(A) A tissue field was wrapped around a lumen to form a 2D stratified epithelium modeling a 3D mammary end bud. Example of a cell failing to contact the basal surface (blue), with protrusion strength of 1.6× and posterior gradient strength of 1.06× field strength. (A′) Example of a successful intercalation (blue), with protrusion strength of 1.5× and posterior gradient strength of 1.4× field strength.
(B) Protrusion strength and gradient strength were varied across FEM simulations to define the mechanical characteristics of successful boundary contact, within the context of the in silico TEB model from (A). Tension magnitudes are defined as in (Figures 3I–J).
(C) Quantification of basal area dynamics (C) prior to and (C′) after radial intercalation. The YZ maximum intensity projection displays the cell’s basal area in green.
(D) YZ-axis projection showing membrane (tdTomato, red) and 3D surface rendering (green) of basal area during (D) transient and
(E) permanent intercalation.
(F) Quantification of basal area (μm2, from D) during transient and
(G) permanent (μm2, from E) intercalation.

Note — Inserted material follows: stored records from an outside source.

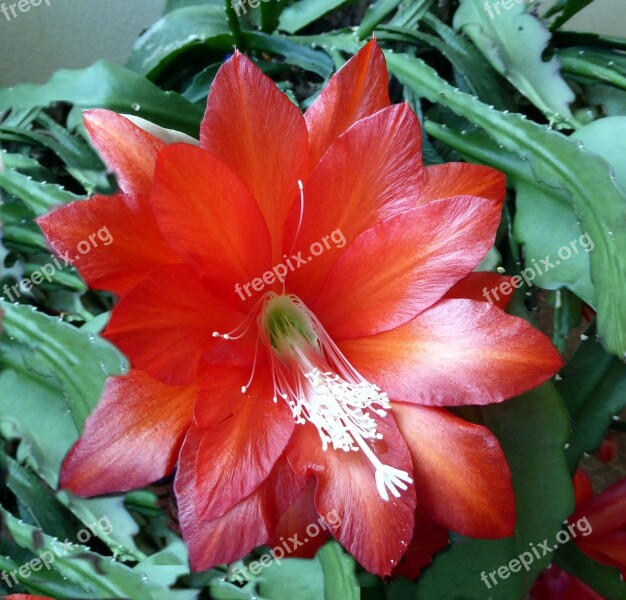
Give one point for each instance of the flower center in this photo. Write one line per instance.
(320, 386)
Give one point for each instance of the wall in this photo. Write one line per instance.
(75, 33)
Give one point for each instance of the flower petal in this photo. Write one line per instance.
(556, 584)
(261, 135)
(606, 512)
(127, 243)
(462, 478)
(400, 267)
(456, 352)
(129, 148)
(246, 526)
(428, 538)
(461, 179)
(369, 174)
(236, 456)
(165, 324)
(346, 486)
(480, 286)
(359, 89)
(132, 437)
(210, 218)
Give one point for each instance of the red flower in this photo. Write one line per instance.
(606, 515)
(602, 522)
(323, 393)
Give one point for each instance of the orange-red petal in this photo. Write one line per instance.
(246, 526)
(400, 267)
(346, 485)
(261, 135)
(114, 241)
(456, 352)
(359, 89)
(370, 173)
(458, 179)
(132, 437)
(165, 324)
(461, 476)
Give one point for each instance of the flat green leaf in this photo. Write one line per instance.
(304, 12)
(107, 85)
(37, 501)
(593, 386)
(607, 138)
(78, 360)
(410, 13)
(561, 164)
(172, 5)
(51, 373)
(178, 31)
(613, 101)
(98, 576)
(270, 14)
(514, 42)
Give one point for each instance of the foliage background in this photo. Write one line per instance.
(515, 92)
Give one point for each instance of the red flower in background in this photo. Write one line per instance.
(605, 540)
(326, 391)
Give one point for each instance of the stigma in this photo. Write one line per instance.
(320, 386)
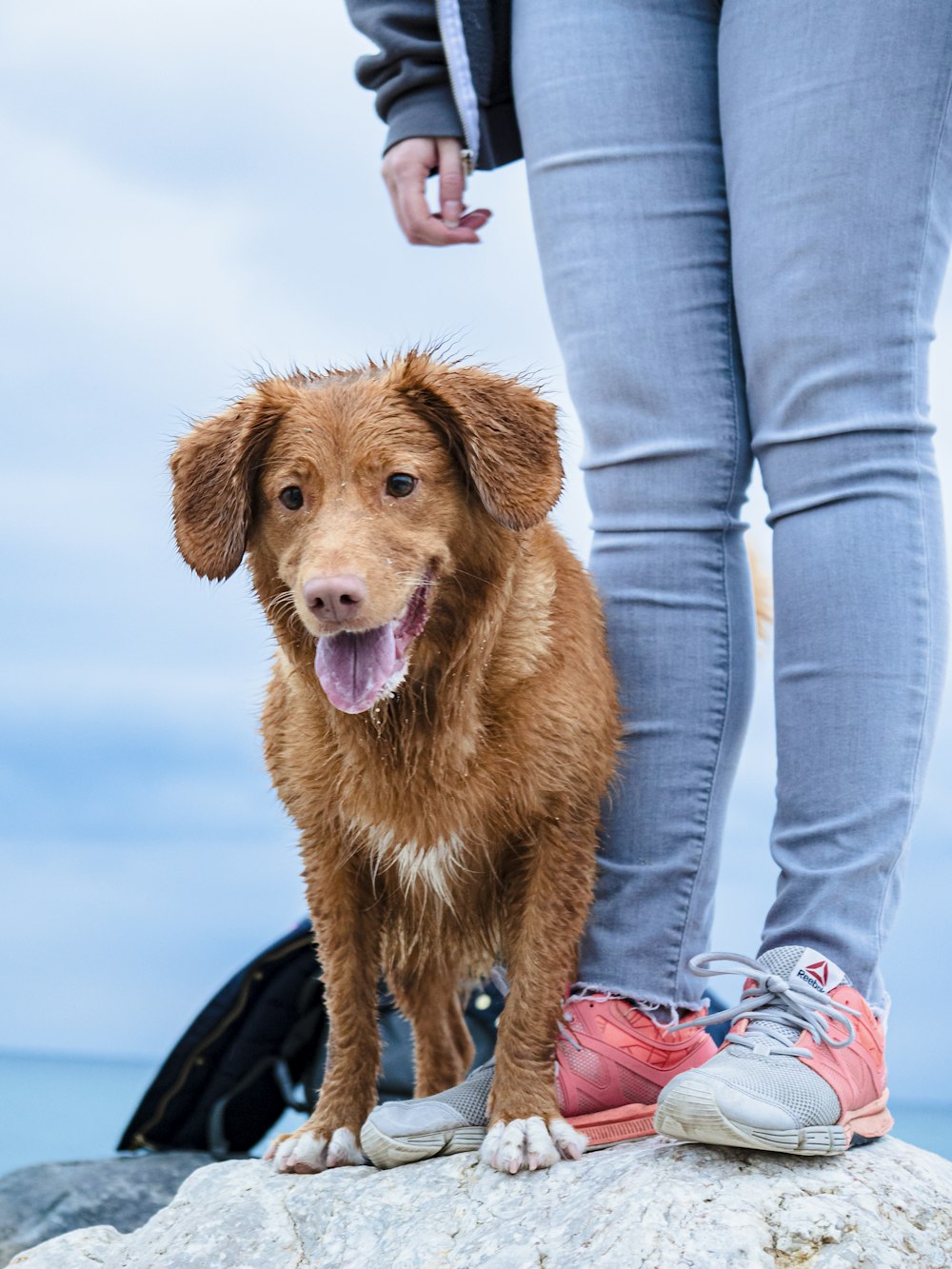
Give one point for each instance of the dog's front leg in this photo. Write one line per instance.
(347, 922)
(552, 892)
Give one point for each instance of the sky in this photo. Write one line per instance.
(193, 193)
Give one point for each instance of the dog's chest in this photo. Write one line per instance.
(440, 865)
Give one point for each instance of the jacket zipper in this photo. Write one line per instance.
(451, 33)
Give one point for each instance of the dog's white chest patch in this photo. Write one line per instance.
(437, 865)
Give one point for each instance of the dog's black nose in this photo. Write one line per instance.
(335, 599)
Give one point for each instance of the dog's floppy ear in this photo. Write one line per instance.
(213, 471)
(503, 431)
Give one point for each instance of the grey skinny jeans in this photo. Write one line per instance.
(743, 214)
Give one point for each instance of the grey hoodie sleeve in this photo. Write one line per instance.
(409, 73)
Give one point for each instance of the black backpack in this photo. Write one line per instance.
(259, 1047)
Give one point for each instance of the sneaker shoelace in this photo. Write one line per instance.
(773, 999)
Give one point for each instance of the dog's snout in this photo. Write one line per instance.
(335, 599)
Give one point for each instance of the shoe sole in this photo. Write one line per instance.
(387, 1151)
(697, 1117)
(602, 1130)
(609, 1127)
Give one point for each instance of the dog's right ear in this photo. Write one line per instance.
(213, 471)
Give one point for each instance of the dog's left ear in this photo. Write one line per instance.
(213, 472)
(503, 431)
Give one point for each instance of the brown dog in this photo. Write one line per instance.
(442, 720)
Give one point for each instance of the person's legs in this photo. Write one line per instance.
(619, 111)
(838, 152)
(619, 114)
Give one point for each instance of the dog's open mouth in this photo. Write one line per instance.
(357, 669)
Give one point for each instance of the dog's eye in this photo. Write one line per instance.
(292, 498)
(400, 484)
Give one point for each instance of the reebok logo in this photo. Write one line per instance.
(818, 972)
(821, 974)
(821, 971)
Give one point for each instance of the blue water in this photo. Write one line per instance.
(60, 1108)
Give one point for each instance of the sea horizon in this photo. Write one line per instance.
(60, 1107)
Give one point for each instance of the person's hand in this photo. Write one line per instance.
(407, 165)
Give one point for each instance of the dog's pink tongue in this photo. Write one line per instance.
(353, 667)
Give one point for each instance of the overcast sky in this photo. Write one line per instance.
(190, 191)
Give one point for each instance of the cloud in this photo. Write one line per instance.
(196, 191)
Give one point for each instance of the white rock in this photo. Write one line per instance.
(654, 1204)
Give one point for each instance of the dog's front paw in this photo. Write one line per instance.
(307, 1151)
(528, 1143)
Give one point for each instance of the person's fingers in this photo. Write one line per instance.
(407, 168)
(452, 182)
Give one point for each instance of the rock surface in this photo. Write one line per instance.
(653, 1203)
(40, 1202)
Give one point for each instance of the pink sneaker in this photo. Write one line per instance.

(H) Quantification of the maximum basal area (μm2, mean ± SD) during intercalation for transient (106.5 ± 37.8μm2) and permanent (193.2 ± 66.1μm2). N=22 cells, 19 orgs, r=11. Mann-Whitney test, p<0.001.
(I) Quantification of the rate of basal expansion (%/hour, mean ±S D) during intercalation for transient (73.9 ± 28.4%/hr) and permanent (35.7 ± 30.7%/hr). N=22 cells, 19 orgs, r=11. Mann-Whitney test, p<0.01.
(J) A FEM was generated of a tissue with high basal surface tension (dark green cells) to test candidate mechanisms for basal area of an intercalating cell. A cell (blue) was captured at the basal surface through a combination of posterior cell tension and focal disruption of the high basal tissue tension. (J′) Principle tension components (γMI, γEI, γME, yellow arrows) acting at the two intercellular junctions. M, Matrix; I, Intercalating cell; E, Epithelial cell. Angles θ and ϕ are the angles γEI and γME, respectively, make with the action line of γMI as illustrated in Figure S5D. The intercalated cell basal surface could then undergo 1 of 3 conditions:
(K) γMI<γEIcosθ+γMEcosϕ results in expansion of the basal surface (+0.75), a permanent intercalation.
(L) γMI=γEIcosθ+γMEcosϕ results in stasis of the basal surface (+0.75), a permanent intercalation.
(M) γMI>γEIcosθ+γMEcosϕ results in contraction of the basal surface (+0.75), a transient intercalation.